Department for Medical Genome Sciences, Medical Genome Center, National Center for Geriatrics and Gerontology, Aichi, Japan.
Department of Medical Science Mathematics, Medical Research Institute, Tokyo Medical and Dental University (TMDU), Tokyo, Japan.
Sci Rep. 2018 Apr 4;8(1):5608. doi: 10.1038/s41598-018-23978-z.

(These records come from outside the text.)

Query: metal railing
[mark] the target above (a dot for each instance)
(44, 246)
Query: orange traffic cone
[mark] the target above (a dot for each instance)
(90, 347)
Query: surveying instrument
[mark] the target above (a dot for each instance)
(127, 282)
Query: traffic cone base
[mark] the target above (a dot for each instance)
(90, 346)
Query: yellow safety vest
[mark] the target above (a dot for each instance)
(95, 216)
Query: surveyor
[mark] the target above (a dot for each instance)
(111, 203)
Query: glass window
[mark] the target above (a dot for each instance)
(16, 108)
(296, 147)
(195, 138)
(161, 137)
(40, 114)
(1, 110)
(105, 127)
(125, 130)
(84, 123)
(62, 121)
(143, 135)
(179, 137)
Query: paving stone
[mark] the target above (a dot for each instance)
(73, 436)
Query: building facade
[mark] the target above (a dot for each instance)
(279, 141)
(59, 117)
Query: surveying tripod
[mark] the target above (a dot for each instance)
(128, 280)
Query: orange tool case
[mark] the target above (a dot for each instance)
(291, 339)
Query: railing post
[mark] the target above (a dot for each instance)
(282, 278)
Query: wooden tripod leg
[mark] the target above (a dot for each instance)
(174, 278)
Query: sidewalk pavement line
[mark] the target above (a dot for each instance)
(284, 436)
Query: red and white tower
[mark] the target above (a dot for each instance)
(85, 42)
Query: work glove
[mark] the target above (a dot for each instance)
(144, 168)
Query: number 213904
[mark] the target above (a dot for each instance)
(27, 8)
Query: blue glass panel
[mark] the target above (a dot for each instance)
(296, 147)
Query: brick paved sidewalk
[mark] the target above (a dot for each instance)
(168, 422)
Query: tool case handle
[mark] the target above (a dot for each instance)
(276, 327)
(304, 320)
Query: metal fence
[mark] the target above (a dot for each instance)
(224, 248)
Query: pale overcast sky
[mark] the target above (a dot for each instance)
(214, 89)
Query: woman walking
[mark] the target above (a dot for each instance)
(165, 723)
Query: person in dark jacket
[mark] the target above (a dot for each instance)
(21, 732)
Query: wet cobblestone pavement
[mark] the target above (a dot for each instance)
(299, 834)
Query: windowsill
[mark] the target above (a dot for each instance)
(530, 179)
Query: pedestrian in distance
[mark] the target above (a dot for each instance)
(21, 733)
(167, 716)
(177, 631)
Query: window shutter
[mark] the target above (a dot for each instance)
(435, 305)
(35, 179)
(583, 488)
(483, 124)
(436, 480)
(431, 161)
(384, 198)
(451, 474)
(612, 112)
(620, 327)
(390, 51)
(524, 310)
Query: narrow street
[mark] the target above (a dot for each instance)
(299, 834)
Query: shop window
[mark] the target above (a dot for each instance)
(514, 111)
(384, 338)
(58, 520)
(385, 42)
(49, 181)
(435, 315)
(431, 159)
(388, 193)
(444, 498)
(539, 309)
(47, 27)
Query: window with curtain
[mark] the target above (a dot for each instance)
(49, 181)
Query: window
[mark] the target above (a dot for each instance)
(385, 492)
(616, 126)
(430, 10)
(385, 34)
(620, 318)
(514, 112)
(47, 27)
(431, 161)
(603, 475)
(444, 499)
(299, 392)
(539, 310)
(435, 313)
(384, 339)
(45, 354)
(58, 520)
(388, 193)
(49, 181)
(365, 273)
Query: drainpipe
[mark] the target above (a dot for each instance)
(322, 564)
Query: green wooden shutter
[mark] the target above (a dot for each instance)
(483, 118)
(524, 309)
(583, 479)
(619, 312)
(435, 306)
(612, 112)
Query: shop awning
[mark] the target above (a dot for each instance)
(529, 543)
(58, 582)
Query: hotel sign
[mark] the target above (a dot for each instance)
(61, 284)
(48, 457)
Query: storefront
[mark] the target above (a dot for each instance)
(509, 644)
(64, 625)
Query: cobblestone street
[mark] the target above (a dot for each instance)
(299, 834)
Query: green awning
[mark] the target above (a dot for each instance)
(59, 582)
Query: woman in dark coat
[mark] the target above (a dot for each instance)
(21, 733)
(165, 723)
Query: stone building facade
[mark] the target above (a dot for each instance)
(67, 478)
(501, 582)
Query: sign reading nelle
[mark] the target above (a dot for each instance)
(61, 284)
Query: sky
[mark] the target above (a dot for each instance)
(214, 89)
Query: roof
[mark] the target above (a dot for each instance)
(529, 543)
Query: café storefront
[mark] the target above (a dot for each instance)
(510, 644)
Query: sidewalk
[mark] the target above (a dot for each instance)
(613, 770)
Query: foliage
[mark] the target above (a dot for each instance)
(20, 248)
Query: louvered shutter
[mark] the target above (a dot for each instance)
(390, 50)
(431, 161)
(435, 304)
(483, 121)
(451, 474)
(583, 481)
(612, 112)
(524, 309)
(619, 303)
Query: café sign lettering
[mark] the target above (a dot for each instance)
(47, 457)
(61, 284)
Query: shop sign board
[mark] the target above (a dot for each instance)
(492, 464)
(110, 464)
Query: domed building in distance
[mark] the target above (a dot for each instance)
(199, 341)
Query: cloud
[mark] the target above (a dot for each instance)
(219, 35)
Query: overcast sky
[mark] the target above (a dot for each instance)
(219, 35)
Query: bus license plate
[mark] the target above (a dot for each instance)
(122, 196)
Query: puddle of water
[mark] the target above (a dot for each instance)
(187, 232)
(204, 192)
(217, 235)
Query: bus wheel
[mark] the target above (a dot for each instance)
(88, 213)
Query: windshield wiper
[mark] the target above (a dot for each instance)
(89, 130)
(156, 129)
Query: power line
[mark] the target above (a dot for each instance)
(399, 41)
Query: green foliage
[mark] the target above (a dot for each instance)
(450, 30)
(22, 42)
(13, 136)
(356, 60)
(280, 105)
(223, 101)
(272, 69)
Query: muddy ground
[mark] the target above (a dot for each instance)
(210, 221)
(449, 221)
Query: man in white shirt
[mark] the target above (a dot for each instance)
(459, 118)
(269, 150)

Insertions and deletions (indels) have been implicated in dozens of human diseases through the radical alteration of gene function by short frameshift indels as well as long indels. However, the accurate detection of these indels from next-generation sequencing data is still challenging. This is particularly true for intermediate-size indels (≥50 bp), due to the short DNA sequencing reads. Here, we developed a new method that predicts intermediate-size indels using BWA soft-clipped fragments (unmatched fragments in partially mapped reads) and unmapped reads. We report the performance comparison of our method, GATK, PINDEL and ScanIndel, using whole exome sequencing data from the same samples. False positive and false negative counts were determined through Sanger sequencing of all predicted indels across these four methods. The harmonic mean of the recall and precision, F-measure, was used to measure the performance of each method. Our method achieved the highest F-measure of 0.84 in one sample, compared to 0.56 for GATK, 0.52 for PINDEL and 0.46 for ScanIndel. Similar results were obtained in additional samples, demonstrating that our method was superior to the other methods for detecting intermediate-size indels. We believe that this methodology will contribute to the discovery of intermediate-size indels associated with human disease.
插入和缺失(indels)通过短的移码 indels 以及长的 indels 对基因功能产生剧烈改变,从而与数十种人类疾病相关。然而,从下一代测序数据中准确检测这些 indels 仍然具有挑战性。对于中等大小的 indels(≥50 bp),由于 DNA 测序读段较短,情况更是如此。在这里,我们开发了一种新的方法,该方法使用 BWA 软剪辑片段(部分映射读取中的未匹配片段)和未映射读取来预测中等大小的 indels。我们报告了使用来自相同样本的全外显子组测序数据,对我们的方法、GATK、PINDEL 和 ScanIndel 进行的性能比较。通过对这四种方法预测的所有 indels 进行 Sanger 测序,确定了假阳性和假阴性计数。我们使用每个方法的召回率和精度的调和平均值(F-measure)来衡量性能。在一个样本中,我们的方法的 F-measure 达到了最高的 0.84,而 GATK 为 0.56,PINDEL 为 0.52,ScanIndel 为 0.46。在其他样本中也得到了类似的结果,这表明我们的方法在检测中等大小的 indels 方面优于其他方法。我们相信,这种方法将有助于发现与人类疾病相关的中等大小的 indels。